Gerade in der zeitlos-klassischen Mittelformat-Schwarzweiß-Disziplin mit ihrer Neigung zur Motivabstraktion erweist sich die hochdifferenzierte Grauwertdynamik des Silberfilms und sein immenses technisches Potential - der 'gigantische' Kontrastumfang von Schwarzweißfilm übertrifft denjenigen der aktuellen Digitalfotografie um ein Vielfaches - für die von mir anvisierte Bildästhetik als unübertrefflich. Erwähnenswert sind in diesem Zusammenhang auch das geradezu 'knisternde' Schärfepotential bei geeigneten Bildobjekten (Stichwort 'taktile' Bildrezeption...) und die unerreichte Bildanmutung des am Ende vorliegenden altehrwürdigen Baryt-Silbergelatineprints.
So gesehen sind die ausgestellten fotografischen Bilder auch ein leidenschaftliches Plädoyer für die enormen künstlerischen Ausdrucksmittel der inzwischen fast in Vergessenheit geratenen filmbasierten Schwarzweiß-Mittelformatfotografie.

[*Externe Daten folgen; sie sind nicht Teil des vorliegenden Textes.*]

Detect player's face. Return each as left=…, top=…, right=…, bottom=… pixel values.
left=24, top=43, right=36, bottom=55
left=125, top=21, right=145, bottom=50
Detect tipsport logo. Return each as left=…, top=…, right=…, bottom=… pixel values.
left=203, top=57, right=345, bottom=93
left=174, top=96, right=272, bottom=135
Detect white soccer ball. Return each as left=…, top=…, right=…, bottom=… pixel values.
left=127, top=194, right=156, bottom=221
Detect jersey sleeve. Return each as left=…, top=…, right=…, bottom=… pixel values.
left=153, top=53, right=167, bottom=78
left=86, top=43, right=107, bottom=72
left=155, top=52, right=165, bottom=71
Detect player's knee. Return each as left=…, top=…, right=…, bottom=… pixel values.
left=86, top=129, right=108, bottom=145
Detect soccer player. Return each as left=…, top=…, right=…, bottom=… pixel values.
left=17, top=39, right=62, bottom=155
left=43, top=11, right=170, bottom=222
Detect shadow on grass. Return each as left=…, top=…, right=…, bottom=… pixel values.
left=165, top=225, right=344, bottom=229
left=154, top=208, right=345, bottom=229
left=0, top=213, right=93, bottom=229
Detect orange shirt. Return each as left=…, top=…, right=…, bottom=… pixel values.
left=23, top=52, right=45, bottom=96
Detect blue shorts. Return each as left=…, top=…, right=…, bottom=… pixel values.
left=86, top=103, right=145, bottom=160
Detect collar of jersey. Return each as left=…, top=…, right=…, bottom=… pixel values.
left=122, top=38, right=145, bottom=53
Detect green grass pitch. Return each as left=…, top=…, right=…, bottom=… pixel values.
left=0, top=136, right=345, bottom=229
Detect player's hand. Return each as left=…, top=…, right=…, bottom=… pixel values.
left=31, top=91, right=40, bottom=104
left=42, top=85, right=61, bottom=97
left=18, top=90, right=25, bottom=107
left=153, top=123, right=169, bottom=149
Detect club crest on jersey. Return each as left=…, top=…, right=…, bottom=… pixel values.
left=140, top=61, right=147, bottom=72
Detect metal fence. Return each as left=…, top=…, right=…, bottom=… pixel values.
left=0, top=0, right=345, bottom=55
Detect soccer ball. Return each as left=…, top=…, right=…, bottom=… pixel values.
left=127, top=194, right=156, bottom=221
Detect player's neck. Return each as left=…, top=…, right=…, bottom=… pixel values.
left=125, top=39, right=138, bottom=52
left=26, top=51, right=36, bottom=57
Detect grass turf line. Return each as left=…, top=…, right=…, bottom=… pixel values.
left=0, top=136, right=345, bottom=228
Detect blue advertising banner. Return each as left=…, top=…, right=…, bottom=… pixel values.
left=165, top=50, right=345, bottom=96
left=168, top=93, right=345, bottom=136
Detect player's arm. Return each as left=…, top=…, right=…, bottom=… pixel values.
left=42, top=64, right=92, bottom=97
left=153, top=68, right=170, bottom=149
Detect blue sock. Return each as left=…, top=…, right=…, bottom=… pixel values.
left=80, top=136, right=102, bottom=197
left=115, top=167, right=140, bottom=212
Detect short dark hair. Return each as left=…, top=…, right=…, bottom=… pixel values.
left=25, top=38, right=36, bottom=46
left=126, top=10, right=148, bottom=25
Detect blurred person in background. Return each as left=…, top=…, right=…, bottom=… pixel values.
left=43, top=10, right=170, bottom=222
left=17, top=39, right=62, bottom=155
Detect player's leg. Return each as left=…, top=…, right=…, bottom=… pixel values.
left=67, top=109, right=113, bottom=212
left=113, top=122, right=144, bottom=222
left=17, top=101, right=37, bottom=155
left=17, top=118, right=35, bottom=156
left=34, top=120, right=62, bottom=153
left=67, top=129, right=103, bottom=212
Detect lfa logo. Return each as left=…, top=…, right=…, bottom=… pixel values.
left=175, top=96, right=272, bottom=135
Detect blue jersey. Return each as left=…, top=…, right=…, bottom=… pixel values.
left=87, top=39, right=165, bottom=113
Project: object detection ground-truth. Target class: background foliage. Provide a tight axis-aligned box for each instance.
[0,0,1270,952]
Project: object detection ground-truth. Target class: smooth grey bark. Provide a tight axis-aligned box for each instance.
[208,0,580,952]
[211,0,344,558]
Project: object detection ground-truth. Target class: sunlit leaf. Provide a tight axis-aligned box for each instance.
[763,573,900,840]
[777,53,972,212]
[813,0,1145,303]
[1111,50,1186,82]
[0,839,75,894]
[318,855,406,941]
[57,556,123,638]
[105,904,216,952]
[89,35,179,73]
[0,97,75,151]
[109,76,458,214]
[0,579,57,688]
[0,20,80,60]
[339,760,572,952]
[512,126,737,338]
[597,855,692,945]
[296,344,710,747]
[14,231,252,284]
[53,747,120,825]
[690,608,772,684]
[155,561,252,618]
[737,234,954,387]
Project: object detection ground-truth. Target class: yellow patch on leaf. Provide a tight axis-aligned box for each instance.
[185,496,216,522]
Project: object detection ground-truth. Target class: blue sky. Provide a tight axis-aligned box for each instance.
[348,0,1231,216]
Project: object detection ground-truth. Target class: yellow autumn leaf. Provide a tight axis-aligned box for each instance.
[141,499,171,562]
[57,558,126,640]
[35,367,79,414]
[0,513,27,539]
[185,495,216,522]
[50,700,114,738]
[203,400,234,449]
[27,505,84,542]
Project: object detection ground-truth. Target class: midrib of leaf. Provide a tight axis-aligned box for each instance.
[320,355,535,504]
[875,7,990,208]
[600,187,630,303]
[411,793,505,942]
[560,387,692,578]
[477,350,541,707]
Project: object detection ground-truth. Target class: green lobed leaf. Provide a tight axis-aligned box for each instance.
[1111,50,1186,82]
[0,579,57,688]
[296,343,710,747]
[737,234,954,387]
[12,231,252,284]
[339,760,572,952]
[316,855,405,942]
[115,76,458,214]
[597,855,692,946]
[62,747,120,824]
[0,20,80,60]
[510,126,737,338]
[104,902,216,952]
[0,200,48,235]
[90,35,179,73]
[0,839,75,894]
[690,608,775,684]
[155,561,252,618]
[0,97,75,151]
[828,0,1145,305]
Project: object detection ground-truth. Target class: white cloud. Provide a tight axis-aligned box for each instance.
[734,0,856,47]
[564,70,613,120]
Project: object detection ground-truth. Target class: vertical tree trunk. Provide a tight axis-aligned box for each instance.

In einem als 'infektiöse Entwicklung' bezeichneten Prozeß erzeugen die durch die hohe Verdünnung stark gebremsten Entwicklersubstanzen zusammen mit einer gezielten Überbelichtung und Teilentwicklung des Fotopapiers - ohne zusätzliche Labormanipulationen wie etwa die nachträglichen Tonungsverfahren - sepiafarbige Bildtöne, die in Abhängigkeit von diversen Laborparametern und der gezielten Auswahl eines geeigneten Fotopapiers einen weiten Farbspielraum von etwa mittelbraun bis hin zu zartem ockergelb umfasst. Dabei entsteht eine völlig andere Interpretation eines Schwarzweiß-Negativs, gelithete Vergrößerungen sind fotografische Bilder mit ganz eigentümlich nuancierten, monochromen Farbreizen, mit satten, körnigen Schwärzen und feinst modulierten Lichtern bei wenig ausgeprägten Mitteltönen.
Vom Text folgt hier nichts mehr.